Tax season 2022: How to file for an extension with the IRS

Filing for a tax extension with the IRS? Here are the pros and cons

There are just a few days left in the 2022 tax season, but millions of Americans still need to file their returns to the IRS.

If you are among those who have not yet filed your taxes – and are unable to complete them by the Monday deadline – don't fret: There's still time to file for an extension.  


Individuals can request an extension online by filling out Form 4868 using the IRS’s "Free File" tool. You need to submit the form by April 18 or print the form and mail it to the IRS address for your state, making sure it's postmarked by April 18. 

Once you file the extension, you have until Oct. 17, 2022, to file your taxes.

However, there are pros and cons to requesting an extension.


IRS headquarters in Washington, D.C., Feb. 25, 2022.  (Al Drago/Bloomberg via Getty Images / Getty Images)

It can give filers more time to thoroughly review a return and take advantage of all the tax benefits, like various deductions and credits available to help reduce liability. By pushing back the filing date, you can also avoid a failure-to-file penalty — an extra 5% per month on the unpaid amount, which can add up to 25% of the tax due.

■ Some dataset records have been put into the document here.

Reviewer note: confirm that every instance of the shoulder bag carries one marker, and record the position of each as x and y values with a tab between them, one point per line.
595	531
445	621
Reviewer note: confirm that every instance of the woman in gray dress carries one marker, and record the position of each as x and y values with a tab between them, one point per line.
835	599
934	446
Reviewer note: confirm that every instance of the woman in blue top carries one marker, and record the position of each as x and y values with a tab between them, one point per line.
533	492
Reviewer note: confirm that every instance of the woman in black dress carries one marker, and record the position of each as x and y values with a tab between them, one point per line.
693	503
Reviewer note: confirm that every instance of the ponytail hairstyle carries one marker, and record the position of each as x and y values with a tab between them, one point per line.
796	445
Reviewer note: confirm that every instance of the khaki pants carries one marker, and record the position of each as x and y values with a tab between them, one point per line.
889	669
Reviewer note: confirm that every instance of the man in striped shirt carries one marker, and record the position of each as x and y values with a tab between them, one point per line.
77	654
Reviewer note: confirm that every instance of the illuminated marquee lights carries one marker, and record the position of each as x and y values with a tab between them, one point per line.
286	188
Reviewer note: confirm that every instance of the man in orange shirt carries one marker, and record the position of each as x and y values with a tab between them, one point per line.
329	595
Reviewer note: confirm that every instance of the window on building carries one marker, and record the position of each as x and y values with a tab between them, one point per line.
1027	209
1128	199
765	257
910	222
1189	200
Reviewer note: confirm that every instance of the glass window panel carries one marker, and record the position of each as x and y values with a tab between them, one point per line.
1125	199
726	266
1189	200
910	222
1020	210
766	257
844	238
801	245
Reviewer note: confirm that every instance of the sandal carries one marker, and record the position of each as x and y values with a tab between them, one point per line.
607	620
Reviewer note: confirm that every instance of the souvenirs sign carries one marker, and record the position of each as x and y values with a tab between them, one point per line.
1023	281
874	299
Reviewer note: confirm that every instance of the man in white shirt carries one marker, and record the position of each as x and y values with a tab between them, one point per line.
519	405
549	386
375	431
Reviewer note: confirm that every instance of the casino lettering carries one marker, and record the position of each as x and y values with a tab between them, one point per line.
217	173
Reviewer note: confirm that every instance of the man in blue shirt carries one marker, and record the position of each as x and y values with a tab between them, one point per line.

If you file for an extension, you have until Oct. 17 before the penalty starts accruing.

Experts caution that filing for an extension does not mean you can delay paying the government the taxes you owe.

"Extension to file is not an extension to pay," Eric Bronnenkant, head of tax at online financial adviser Betterment, told FOX Business. "A common misconception is that you get more time to pay, and that’s not true."

If you owe taxes to the federal government, payments are still due on April 18, which is the deadline this year. The IRS offers some payment plans to individuals who are unable to pay the full amount of taxes they owe. The more you pay by April 18, the less interest and penalty charges you’ll owe later.

Those who request an extension will be required to estimate their tax liability. If you underpay, you'll be charged the penalty, and if you overpay, you won't get the extra money back until after you file. To calculate tax liability, or the amount owed to the government on 2020 income, individuals must fill out Form 4868. On Part II of the form, taxpayers will enter their expected tax liability, rounding up to the nearest dollar to determine which tax bracket they will likely fall under.


This April 13, 2014, file photo shows the IRS headquarters building in Washington. (AP Photo/J. David Ake, File / AP Newsroom)

If you file for an extension but still don't pay your taxes, the IRS could charge you a failure-to-pay penalty. It will typically charge you 0.5% of your unpaid taxes for each month you don't pay, up to 25%.

Of course, if you're expecting to receive a refund this year, and you ask for an extension, you won't get that money until you've filed your return. The sooner you file, the sooner you get your refund.

As of April 1, the IRS has processed more than 89 million returns and issued more than 63 million refunds worth a collective $204 billion. The average payment so far is about $3,352, much larger than last year's average of about $2,800, though that may change by the April 18 deadline. 


Filing your taxes electronically is the fastest way to get a refund, according to the IRS, especially as the agency works its way through a backlog of paper returns that built up during its closure earlier this year in response to the pandemic.

The agency issues nine out of 10 refunds in less than 21 days. In the 2021 filing season, about 96% of taxpayers filed their returns online.